O segundo encontro foi no Salão Nobre do museu. Eu tinha levado uns jets que, no encontro anterior, tinha usado no gramado. Meu namorado ia usar dentro do salão, e eu o aconselhei a usar lá fora, por causa do cheiro. Ele usou do lado de fora (só que no andar do Salão) e, quando estava acabando, deu uma sujadinha no piso de pedra. Ela veio dar uma bronca nele, falando que aquele prédio era maravilhoso, histórico, que ele não sabia onde estava. Para uma oficina de experimentação, achei-a meio grosseira. E ela não tinha dado nenhuma instrução clara, e tinha pingado realmente bem pouco. Andando pela área externa, podíamos ver várias gotas de tinta caídas, provavelmente de alguma pintura do teto. O chão já estava todo manchado. Assumimos a responsabilidade e limpamos o chão, meio gatas borralheiras. Mas o Patrick estava nervoso, porque foi com ele que gritaram. Ao fim da atividade, ele foi dizer a ela que aprendesse a falar melhor com as pessoas, o que iniciou uma discussãozinha que logo se dissipou, e eu fiquei com a sensação de que o problema dela era preconceito com o spray mesmo. Lembro de ter falado, em algum momento, para ele fazer uso do jet no gramado, lá embaixo, da próxima vez, e ela disse que a grama também era um ser vivo e que nem lá se poderia fazer isso. Mentira, porque, na semana anterior, eu tinha feito na frente dela. 

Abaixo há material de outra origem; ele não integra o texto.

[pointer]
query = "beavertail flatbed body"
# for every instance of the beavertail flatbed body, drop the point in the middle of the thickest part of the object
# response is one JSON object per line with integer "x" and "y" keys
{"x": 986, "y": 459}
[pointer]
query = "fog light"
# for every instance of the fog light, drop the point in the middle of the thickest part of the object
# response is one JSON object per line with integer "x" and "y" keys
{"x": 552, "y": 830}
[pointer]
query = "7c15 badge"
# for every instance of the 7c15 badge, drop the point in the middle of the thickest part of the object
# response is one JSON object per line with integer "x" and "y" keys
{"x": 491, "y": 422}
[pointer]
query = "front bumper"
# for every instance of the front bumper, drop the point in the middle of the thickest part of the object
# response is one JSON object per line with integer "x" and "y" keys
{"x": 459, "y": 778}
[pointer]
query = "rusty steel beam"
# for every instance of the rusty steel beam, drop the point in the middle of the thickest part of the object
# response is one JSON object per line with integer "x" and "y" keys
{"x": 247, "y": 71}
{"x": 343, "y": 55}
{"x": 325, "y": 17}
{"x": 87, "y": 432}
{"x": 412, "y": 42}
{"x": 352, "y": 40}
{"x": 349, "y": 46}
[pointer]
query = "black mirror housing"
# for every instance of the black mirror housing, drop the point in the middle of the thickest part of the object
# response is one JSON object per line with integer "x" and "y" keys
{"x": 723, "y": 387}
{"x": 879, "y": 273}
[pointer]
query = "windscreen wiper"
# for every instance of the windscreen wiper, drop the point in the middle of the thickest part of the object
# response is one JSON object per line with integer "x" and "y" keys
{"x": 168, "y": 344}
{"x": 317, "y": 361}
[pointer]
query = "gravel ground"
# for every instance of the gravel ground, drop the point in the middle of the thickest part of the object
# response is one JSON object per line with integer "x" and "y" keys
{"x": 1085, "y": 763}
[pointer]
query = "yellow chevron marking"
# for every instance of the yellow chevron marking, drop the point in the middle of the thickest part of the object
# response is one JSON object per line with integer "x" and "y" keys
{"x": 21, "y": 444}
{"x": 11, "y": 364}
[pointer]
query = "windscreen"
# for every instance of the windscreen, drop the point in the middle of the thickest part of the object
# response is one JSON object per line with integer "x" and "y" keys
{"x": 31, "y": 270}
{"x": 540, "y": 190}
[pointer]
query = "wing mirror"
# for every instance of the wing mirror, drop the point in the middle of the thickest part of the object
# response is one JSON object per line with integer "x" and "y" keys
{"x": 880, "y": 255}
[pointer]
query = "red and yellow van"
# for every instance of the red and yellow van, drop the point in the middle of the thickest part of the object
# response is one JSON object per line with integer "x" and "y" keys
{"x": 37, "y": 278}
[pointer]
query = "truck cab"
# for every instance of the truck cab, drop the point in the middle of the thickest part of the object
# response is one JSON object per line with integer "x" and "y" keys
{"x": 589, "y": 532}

Enfim... Ele não voltou no terceiro encontro, e os resultados estão ótimos. Alguns foram feitos pelo Patrick: o do jornal e a Preta gótica. A sessão "Not Water" tem uma proposição de cores e intelectos: o primeiro remete a Magritte e à crise da representação; o segundo é uma proposição construtivista, sobre a transubstanciação da arte, que é capaz de transformar a água em vinho; a terceira é uma proposição duchampiana/warholiana: no limite, a arte é excremento; e a última demonstra o potencial infinito e aurático da arte, que é capaz de realizar o impossível. As outras proposições são uma condensação cansada da "pintura depois do quadro", retornada ao quadro: a cultura como superfície e a matéria-pronta como pigmento. E o gráfico pichado é um punk après le punk. Os tamanhos variam. A4 para as fotos com objetos apropriados, e as litografias com intervenções são papéis cartão de quase uns 70cm por 40cm, eu diria. Depois faço umas fotos melhores e posto aqui, com as especificações. As da Ana Furtado... acho que exagerei. Mas estão deliciosas.






       

Outro assunto que ficou me martelando na cabeça foi a discussão da última aula sobre autonomia da arte no doutorado. O professor falou que o Édipo era mais importante que Sófocles e a obra mais relevante que o autor, e eu me senti pessoalmente atacado, rs. Ele disse que o problema era quando o autor se sentia como a obra, algo assim. Pensei na cultura pop e no interesse pela vida dos autores, pela estetização que eles fazem de suas vidas, inserindo-as como parte da obra. E pensei também na coincidência do exemplo do Édipo, justamente porque essa peça foi utilizada para tratar da formação da personalidade — e porque ela não foi criada por Sófocles, uma vez que era uma lenda grega. Quem disser que a vida pessoal da Madonna, do Michael Jackson ou do Caetano Veloso não faz parte da obra ou não oferece insumos para a compreensão da obra... não sei. A arte conceitual e o Pop fazem da reflexão contextual um componente importantíssimo para a compreensão da artisticidade da arte, e a sociologia assume aí um papel relevante.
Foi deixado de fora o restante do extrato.